Two hours and fifteen minutes of sleep isn’t enough sleep for anyone, let alone someone who is already sleep deprived. Still, the amount of sleep has been an ongoing downhill slide. My Obsessive Compulsive Disorder (OCD) takes over, and I perform the compulsions late into the night, and wake up the next day only to do the same thing all over again.

First, it started to really go downhill in ninth grade, when I’d get five hours of sleep each night during the week. I managed, and figured that it wouldn’t be too hard to adjust. Then, slowly, it became four hours, which was a lot more rough. I started to look like death, with dark circles under my eyes, which I quickly learned to try to cover with makeup.

Then, soon after tenth grade started, it became three and a half hours of sleep. It starts off as one really bad night, and then it slowly becomes the normal. I’d joke about how little sleep I got to cover up how exhausted and miserable I was. I tried to resist, to go to bed, but the OCD always seemed to win.

All people saw was a person who looked tired but was joking about it and laughing, with occasional days that she looked really tired, but she always managed to stay awake. What they didn’t see was the crash that happened every weekend. Friday after school I’d come home and quickly be asleep, and my parents would have to shake me repeatedly to wake me up, but I’d keep falling asleep.

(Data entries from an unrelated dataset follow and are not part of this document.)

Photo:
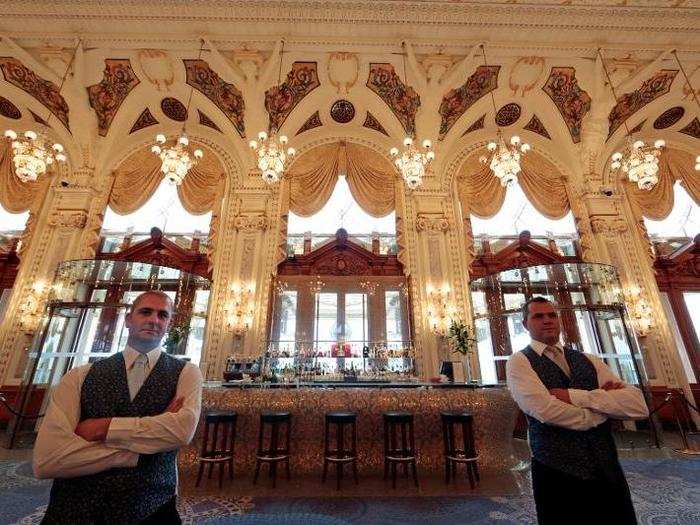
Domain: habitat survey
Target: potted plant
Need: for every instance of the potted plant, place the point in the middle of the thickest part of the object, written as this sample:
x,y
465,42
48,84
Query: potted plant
x,y
463,342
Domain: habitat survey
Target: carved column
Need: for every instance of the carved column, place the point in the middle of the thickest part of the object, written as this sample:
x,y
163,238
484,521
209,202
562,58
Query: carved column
x,y
243,261
441,264
63,230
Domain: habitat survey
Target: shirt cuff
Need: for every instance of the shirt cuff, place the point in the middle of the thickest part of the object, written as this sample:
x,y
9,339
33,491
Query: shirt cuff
x,y
580,398
120,431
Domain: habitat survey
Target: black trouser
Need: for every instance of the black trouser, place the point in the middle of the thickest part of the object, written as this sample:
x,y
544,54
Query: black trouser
x,y
165,515
564,499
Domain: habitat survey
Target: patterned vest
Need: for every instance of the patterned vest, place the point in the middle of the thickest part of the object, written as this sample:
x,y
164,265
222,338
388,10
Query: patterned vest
x,y
120,495
587,454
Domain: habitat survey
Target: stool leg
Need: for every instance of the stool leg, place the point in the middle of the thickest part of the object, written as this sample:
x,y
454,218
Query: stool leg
x,y
354,452
413,452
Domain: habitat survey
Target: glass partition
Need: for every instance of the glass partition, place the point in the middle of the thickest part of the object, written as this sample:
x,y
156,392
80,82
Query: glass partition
x,y
591,310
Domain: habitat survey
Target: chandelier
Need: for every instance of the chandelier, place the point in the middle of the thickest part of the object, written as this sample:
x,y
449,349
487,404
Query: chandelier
x,y
177,159
413,162
31,154
271,155
692,92
316,285
505,158
640,162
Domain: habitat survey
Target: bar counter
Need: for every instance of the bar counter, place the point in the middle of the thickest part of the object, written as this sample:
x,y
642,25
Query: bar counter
x,y
493,409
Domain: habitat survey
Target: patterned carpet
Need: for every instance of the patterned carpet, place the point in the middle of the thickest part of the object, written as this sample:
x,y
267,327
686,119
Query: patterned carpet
x,y
665,492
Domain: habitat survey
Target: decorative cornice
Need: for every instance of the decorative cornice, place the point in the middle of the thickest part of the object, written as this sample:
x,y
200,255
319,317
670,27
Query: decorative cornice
x,y
250,223
432,223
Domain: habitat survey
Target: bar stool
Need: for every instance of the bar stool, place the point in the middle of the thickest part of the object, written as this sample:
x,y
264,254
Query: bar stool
x,y
395,453
453,455
340,455
276,449
218,449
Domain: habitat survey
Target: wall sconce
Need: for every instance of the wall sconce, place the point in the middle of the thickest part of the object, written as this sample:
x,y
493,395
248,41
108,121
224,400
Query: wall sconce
x,y
316,285
370,287
31,307
241,309
440,308
640,311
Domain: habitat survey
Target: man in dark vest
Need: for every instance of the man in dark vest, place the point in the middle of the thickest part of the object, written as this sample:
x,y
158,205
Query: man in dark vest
x,y
112,429
568,398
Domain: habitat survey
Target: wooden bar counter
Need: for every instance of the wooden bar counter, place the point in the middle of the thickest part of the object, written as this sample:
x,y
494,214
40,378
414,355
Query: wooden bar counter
x,y
493,409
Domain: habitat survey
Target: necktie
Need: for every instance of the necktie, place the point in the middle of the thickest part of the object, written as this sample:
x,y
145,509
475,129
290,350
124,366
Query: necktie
x,y
557,355
137,375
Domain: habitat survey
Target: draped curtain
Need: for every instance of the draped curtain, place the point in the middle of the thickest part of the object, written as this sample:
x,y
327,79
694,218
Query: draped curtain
x,y
137,178
481,193
313,176
657,203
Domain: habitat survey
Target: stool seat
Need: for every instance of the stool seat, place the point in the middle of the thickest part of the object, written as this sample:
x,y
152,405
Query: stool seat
x,y
221,416
341,417
456,417
398,417
273,449
271,417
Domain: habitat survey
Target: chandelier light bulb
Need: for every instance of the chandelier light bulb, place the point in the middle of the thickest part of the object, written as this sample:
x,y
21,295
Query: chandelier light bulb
x,y
639,162
32,154
271,155
413,161
504,160
176,160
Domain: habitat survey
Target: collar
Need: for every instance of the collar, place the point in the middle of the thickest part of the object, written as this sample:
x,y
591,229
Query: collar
x,y
130,356
539,346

Usually after a half an hour of being woken up I’d finally manage to make it to eat dinner, and afterwards I’d sit down on the couch and fall asleep again. It got so bad that they weren’t always able to wake me, and they’d just leave me on the couch to sleep, knowing that when I woke up in the morning I was going to go into full panic mode from not completeing my specific nightly routine.

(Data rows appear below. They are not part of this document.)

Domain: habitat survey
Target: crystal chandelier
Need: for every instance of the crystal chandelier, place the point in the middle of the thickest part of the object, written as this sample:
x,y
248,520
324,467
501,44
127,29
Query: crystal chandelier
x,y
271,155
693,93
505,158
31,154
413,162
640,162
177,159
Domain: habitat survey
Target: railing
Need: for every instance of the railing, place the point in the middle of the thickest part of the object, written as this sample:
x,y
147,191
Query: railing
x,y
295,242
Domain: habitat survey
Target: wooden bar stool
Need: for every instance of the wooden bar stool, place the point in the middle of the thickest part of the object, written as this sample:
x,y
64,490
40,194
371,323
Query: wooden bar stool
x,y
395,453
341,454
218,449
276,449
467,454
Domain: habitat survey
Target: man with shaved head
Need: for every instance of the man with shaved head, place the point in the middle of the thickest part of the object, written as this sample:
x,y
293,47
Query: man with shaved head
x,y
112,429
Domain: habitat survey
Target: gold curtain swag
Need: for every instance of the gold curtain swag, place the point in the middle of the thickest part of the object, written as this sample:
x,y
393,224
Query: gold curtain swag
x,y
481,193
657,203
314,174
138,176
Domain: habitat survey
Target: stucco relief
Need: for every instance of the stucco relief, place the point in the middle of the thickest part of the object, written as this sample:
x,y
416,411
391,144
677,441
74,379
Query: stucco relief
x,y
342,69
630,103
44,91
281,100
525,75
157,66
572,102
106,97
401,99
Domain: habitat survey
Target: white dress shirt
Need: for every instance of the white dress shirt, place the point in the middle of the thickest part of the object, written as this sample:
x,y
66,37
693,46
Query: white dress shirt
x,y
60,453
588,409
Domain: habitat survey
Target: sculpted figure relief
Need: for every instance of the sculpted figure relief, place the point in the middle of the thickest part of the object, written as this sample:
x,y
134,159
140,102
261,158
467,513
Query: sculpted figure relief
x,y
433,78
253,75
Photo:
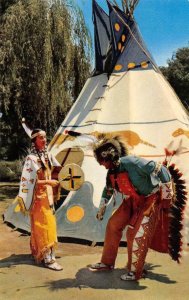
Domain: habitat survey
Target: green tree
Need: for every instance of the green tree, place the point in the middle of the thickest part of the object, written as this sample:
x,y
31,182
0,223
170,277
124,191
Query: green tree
x,y
44,63
177,73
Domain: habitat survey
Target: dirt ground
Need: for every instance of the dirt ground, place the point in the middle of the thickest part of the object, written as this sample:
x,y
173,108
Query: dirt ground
x,y
21,278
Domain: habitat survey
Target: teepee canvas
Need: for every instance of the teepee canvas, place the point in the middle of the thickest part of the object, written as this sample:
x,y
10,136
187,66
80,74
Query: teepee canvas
x,y
128,96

I thought it couldn’t get any worse than that, but I was wrong. Eleventh grade, it became two and a half hours. I became used to going to bed at 3:30 and getting up a little before 6. My anxiety was so high on those days that I didn’t feel tired, and making it through school wasn’t too bad, and then it got worse.

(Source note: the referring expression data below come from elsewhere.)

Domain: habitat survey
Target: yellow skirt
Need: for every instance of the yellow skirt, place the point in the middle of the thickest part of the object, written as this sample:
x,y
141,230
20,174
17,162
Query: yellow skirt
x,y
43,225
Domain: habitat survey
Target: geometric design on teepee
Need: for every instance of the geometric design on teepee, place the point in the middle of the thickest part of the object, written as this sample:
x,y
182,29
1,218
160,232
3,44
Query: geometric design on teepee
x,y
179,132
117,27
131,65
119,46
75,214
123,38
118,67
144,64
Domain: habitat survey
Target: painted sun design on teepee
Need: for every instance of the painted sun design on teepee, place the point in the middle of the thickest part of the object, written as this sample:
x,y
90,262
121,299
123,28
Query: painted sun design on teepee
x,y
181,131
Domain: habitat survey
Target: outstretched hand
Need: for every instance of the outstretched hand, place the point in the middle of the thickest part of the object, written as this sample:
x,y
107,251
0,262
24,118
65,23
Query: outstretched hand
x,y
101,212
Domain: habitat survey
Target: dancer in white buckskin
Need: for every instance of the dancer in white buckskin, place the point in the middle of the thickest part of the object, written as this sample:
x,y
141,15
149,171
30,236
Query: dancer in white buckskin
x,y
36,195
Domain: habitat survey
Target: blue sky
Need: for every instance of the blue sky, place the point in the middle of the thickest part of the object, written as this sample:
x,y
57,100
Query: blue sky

One fateful day, everything was building up. I was struggling with my homework, not understanding how it all fit together. I’d been barely making it through the week, and my OCD was higher than ever. That night I got two hours and fifteen minutes of sleep (and that is an overestimate because it took me a long time to fall asleep).

The only reason that I went to bed was because I started to shake, and it became so bad that I wasn’t able to write. So, I went to bed, and had the worst day of my life to date. To be honest, I have no idea how I made it through the school day, how I managed to joke about the sleep and the shaking that I felt all throughout my body but couldn’t see. The shaking that I still have, two days later.

People always compare sleep, like it’s a competition to see who got the least sleep. Sleep deprivation is no joke, it destroys your body, and makes everything else (especially mental illness) way worse.

I cannot continue my path to not sleeping, my body will give out. I have reached the limit, and I will not let myself find out the consequences of passing the line. I will fight my OCD to slowly get more sleep, even if it means the worse breakdown I have yet to experience. I cannot give up, I still have my entire life ahead of me that I want to be healthy for. Sleep is a necessity, and I will not let it be taken away any longer.